After leaving the Marines – yes, Jimmie Jones was a Marine – he went to work as a civilian employee of the Army, in a somewhat peripatetic career that landed him in Bettendorf when he retired in 1977. His work for the Army should provide another surprise to those who knew him only in his later years – a gnarled but vigorous senior citizen with something approaching a flat-top haircut, wildly incongruous among the other photographers half his age, updating acquaintances in a still buoyant bayou drawl, his body collapsing but his wits still razor-wire sharp.
“He was a munitions specialist,” Chester told me. “Chemical and nuclear munitions. He was a branch chief when he retired; that’s pretty high up.”
Some photographers make their way to documenting the music after they’ve mastered their craft; Jimmie Jones did just the opposite, his son explained. “The amazing thing was, he picked up a camera once when he was [on assignment for the Army] in Germany, but he was a novice then. He kind of taught himself as he went along.

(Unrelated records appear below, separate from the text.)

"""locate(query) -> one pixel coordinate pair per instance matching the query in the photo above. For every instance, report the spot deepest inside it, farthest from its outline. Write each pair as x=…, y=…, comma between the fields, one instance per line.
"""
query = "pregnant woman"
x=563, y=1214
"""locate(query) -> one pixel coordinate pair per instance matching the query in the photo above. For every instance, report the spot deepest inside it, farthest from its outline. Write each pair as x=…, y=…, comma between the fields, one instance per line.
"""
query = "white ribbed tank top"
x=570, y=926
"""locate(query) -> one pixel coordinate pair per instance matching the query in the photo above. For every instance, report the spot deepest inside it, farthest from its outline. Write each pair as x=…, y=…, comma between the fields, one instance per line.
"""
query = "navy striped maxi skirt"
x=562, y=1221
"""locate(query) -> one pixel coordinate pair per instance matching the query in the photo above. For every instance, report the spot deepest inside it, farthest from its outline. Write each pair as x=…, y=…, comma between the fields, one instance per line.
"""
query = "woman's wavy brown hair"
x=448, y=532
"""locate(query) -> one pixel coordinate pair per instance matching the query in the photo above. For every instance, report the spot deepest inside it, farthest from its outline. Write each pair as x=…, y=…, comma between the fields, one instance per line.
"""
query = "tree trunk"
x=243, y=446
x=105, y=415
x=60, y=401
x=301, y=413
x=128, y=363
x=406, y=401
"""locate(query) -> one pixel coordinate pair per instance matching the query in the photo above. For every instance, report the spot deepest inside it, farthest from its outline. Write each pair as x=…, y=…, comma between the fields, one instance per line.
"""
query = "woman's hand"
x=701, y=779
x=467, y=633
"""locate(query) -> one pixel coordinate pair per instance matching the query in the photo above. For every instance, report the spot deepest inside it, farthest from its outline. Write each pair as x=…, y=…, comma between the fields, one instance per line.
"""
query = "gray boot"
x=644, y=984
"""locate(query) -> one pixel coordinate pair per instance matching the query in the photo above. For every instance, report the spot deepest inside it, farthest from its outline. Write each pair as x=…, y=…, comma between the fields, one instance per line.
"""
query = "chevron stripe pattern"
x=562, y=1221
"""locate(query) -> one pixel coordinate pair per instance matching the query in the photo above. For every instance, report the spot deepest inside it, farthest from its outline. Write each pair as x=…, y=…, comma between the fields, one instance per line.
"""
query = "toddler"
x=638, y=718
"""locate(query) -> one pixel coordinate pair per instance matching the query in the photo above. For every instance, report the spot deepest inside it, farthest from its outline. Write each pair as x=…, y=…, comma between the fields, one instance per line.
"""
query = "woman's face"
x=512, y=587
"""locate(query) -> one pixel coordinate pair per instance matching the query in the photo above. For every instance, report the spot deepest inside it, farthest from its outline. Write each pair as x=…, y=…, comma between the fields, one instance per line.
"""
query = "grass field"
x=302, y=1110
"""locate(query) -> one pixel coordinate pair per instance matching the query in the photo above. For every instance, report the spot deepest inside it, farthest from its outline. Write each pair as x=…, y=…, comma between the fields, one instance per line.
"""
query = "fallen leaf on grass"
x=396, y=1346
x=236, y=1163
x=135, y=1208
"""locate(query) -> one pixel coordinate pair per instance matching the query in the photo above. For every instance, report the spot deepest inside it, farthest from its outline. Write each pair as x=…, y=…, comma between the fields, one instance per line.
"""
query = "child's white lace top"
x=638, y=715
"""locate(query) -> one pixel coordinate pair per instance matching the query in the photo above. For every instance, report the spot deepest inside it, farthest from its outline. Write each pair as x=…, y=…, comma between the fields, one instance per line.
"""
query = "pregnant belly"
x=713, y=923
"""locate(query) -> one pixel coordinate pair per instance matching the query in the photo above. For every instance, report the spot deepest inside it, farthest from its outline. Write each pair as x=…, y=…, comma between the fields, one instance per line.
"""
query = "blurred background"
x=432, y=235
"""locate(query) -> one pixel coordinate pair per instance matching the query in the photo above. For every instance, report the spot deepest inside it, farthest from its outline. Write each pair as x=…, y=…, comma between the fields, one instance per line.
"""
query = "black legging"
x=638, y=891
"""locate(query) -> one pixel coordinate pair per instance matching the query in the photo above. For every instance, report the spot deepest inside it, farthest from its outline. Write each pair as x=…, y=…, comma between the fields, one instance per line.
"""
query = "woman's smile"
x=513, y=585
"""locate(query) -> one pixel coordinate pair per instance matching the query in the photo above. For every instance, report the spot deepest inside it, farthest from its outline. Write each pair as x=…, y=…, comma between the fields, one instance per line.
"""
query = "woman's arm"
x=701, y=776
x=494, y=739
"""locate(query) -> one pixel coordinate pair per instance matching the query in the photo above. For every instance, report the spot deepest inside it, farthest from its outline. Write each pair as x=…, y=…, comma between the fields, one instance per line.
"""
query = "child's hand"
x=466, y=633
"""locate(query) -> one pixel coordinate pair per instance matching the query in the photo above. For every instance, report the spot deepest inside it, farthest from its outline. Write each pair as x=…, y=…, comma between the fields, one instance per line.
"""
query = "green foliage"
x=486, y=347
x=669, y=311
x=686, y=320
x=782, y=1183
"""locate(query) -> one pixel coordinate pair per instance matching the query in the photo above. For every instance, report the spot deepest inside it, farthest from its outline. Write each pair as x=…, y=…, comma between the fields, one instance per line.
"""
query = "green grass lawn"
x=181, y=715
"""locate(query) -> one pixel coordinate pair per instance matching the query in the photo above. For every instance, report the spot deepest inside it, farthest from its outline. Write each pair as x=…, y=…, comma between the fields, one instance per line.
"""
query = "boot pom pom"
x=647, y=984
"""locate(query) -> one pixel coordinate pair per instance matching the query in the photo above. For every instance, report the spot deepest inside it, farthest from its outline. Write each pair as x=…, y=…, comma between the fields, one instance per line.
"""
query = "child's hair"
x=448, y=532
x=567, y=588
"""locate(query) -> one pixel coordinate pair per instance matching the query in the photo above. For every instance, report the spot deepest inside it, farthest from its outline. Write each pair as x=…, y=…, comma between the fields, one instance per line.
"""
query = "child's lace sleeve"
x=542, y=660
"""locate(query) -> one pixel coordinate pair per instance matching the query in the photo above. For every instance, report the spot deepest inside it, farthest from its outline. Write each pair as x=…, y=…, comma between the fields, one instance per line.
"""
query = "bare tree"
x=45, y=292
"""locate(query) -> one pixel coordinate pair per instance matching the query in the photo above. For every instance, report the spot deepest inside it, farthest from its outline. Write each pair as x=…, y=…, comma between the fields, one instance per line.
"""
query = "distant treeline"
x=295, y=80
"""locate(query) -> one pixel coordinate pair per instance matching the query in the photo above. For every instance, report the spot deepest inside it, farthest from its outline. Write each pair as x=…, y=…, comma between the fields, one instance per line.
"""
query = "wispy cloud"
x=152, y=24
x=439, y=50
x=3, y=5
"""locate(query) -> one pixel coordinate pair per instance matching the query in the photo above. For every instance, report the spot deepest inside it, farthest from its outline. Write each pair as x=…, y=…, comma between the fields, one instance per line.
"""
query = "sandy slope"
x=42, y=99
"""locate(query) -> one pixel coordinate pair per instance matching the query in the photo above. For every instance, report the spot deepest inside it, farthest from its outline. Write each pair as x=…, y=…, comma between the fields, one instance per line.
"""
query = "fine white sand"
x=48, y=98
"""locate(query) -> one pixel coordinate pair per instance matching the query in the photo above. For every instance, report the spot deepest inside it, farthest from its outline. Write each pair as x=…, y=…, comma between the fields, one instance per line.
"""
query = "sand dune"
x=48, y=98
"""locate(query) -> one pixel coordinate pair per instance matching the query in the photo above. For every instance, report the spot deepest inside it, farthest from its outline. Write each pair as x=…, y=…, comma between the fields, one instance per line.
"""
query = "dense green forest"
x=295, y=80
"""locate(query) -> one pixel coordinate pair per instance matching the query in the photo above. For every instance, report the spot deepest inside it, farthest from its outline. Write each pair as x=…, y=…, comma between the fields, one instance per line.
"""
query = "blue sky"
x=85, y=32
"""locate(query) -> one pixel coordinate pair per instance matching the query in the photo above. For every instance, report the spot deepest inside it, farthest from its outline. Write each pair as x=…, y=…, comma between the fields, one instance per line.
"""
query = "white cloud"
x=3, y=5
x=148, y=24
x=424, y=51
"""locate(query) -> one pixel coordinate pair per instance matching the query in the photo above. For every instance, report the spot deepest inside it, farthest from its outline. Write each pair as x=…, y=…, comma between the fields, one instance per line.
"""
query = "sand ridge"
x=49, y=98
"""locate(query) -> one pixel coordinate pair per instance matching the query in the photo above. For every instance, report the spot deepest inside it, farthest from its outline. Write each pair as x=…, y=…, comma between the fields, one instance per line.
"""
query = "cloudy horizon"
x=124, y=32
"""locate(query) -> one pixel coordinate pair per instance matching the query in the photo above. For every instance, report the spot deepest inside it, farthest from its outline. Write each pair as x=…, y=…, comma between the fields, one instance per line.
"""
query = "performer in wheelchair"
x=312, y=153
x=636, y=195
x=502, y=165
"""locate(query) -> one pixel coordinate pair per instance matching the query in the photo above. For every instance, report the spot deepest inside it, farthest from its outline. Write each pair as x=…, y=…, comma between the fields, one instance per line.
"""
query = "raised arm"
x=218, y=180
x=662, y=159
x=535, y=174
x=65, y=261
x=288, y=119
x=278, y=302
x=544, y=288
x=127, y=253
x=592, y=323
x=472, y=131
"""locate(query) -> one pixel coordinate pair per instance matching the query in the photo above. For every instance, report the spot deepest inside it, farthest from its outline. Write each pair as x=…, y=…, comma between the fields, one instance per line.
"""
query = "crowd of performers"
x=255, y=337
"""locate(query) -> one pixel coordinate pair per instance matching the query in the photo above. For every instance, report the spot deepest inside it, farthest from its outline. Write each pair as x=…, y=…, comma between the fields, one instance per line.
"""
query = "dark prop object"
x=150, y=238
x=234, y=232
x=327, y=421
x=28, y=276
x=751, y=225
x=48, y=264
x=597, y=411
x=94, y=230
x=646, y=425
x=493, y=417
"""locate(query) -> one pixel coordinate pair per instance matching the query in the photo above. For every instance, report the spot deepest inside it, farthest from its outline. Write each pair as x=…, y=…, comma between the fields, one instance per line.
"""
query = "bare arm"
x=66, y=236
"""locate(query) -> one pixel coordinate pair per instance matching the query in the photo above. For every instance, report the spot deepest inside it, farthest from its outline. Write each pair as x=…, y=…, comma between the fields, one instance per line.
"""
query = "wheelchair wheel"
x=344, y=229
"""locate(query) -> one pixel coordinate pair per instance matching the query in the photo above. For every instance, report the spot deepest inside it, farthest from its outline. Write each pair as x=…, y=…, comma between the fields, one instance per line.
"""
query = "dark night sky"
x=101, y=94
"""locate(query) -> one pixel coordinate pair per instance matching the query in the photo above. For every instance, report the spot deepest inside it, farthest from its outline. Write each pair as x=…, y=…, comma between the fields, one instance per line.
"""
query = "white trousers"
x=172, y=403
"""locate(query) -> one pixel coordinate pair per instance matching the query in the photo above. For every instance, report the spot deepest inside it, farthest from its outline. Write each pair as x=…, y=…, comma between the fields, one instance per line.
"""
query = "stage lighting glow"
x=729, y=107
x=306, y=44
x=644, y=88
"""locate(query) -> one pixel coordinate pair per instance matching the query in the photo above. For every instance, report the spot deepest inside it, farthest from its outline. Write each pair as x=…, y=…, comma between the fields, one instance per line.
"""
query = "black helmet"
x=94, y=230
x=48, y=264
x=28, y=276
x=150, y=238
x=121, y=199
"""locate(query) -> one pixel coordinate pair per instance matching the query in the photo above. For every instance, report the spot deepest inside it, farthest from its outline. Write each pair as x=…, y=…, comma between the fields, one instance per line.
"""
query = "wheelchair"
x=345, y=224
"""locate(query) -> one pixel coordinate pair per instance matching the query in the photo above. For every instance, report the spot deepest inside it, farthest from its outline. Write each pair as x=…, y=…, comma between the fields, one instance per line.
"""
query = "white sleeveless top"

“And when the new digital cameras came in, he was still using the old 35 mm film cameras. He only switched over a little while ago. But he still got the pictures ‘manually.’ He took them into the photo shop, and later the Walgreens, and had them download and print the pictures there. I told him he could download the photos himself, on his own computer, but he said computers were bad luck.”
Jimmie Jones had had enough of that in his own body, but it really didn’t stop him. “He had a deep love for three things,” his son said. “The music, his family, and reading the Bible.”
I get the feeling that the lines between those concepts blurred; he treated the musicians he befriended like family, and the music itself was almost a religion.
From 2002 till last year Jones, hosted a jazz radio show using his own collection of reportedly 8000 recordings; he also served on several committees of the Mississippi Valley Blues Society and helped program its annual festival. They’ll miss him in the Quad Cities.
And here in Chicago, come Labor Day weekend, longtime patrons of the Chicago Jazz Festival may also notice something missing as the music plays on. His name was Jimmie Jones, amateur photographer, and the place won’t seem the same without him.